Remember Rotax writes these things for everyone around the world. Don't forget that may have in flight adjustable props so a little interpretation needs to be done even though it isn't spelled out which is where the Rotax documentation falls a little short sometimes. These are things you learn in Rotax school.


If you only have a ground adjustable prop then we try to balance the climb/cruise setup up and make the engine happy at the same time. The best WOT flat & level rpm is 5500 WOT. This gives you good climb, good cruise speed and the best fuel economy for an individual rpm setting. Balance is the key. This is a good place to be too if you have to fly your plane at WOT because of an emergency like a broken carb cable on one side then you can do that without any problem at 5500 WOT. If you have it set over 5550 then you would be limited to a 5 min. run time. 5500 is Rotax's continuous run rpm. A good cruise rpm (with the max WOT rpm at 5500) is 5000-5300 depending on the plane and application. I prefer 5100-5300 for cruise. If you run on only 100LL then cruise at 5300 to help keep the lead blown out. At a 5500+ WOT rpm your take off rpms will be up to 5000 or more. This take off rpm will depend now on what flap setting and what climb angle you chose that will either load or help unload the prop. Your plane"s over all configuration will play a part in this, too. Never set your engine up to only run (i.e. 5000-5200) WOT rpm. It loads the engine too much and over time it will cause problems that you won't see until it's too late. These low rpm settings really overload an engine at take off with rpms well below 5000. Having an engine setup to run 5300 or less rpm WOT throttle is counter productive. You get worse climb, worse cruise speed and worse fuel economy. I have proven this to hundreds of people so there really isn't a valid argument to set your WOT to low cruise rpms. If you have a special need for a better climb prop, like living and flying at very high airports, altitudes or maybe a float flier, ect... then you may need a higher rpm setting to accommodated the special circumstances, plus you will get better performance while flying at the high altitudes with a little flatter pitch. Everyones pitch on the prop setting will be different because we all live and fly at different altitudes, have different props and different fuselage aircraft. I will say that if you truly want to see 5200 on take off as Rotax wants then your WOT flat and level is closer most likely 5700 or more. For me personally this isn't a good balance.

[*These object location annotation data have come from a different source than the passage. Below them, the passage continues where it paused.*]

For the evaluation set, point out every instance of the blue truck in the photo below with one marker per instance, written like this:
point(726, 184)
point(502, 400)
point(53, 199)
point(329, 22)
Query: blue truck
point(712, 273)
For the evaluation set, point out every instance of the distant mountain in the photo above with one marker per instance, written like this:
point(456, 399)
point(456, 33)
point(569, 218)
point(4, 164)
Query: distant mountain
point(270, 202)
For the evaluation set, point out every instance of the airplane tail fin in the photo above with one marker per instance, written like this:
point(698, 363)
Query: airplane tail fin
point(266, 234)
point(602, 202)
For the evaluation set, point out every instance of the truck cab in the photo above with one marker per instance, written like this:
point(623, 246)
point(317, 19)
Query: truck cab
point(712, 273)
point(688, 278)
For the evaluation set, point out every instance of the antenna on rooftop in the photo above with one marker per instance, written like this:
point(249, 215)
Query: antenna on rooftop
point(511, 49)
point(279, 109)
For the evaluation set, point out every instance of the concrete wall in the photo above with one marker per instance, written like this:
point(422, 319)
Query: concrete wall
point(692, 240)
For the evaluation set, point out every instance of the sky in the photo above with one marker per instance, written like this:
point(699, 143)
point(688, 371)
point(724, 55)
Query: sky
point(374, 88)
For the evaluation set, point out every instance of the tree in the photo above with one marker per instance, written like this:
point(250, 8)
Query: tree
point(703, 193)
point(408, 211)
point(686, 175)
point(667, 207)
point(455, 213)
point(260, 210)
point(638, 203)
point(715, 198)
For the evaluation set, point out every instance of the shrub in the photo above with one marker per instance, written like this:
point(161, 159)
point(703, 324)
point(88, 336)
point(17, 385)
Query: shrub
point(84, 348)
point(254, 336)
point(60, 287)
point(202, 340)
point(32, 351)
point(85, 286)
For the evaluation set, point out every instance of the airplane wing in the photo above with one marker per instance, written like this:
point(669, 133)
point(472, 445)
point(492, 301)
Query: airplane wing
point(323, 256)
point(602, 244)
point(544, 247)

Having the prop to get 5500+ rpm WOT has another big plus over low rpm settings. If you screw up a landing and need that full throttle save then the prop/engine rpm will spin up quick and be more likely to save your tail. If the rpm was set too low then rpm spin up is slow and it will result in poor save my tail time.


All bets are off for the lucky few that have an in flight adjustable prop. They can get the best of all worlds. But even with these guys if they have set the prop to only turn 5100-5200 WOT during cruise then it's counter productive and over loads the engine. Just because they have an in flight adjustable prop doesn't always mean they use it properly.

Cruising in the 4000 rpm range for extended periods is not good for your engine. It is ok for a short look at something and landing setups, but not for a constant use. Your engine was specifically designed to run all it's life in the 5000's. It was never intended to run in the 4000's and is really hard on the engine over time and has much more vibration. Just because you can't feel the stress and vibration doesn't mean it isn't there.


Be nice to your engine it cost $20K and it is one of the only things keeping you in the air and safe.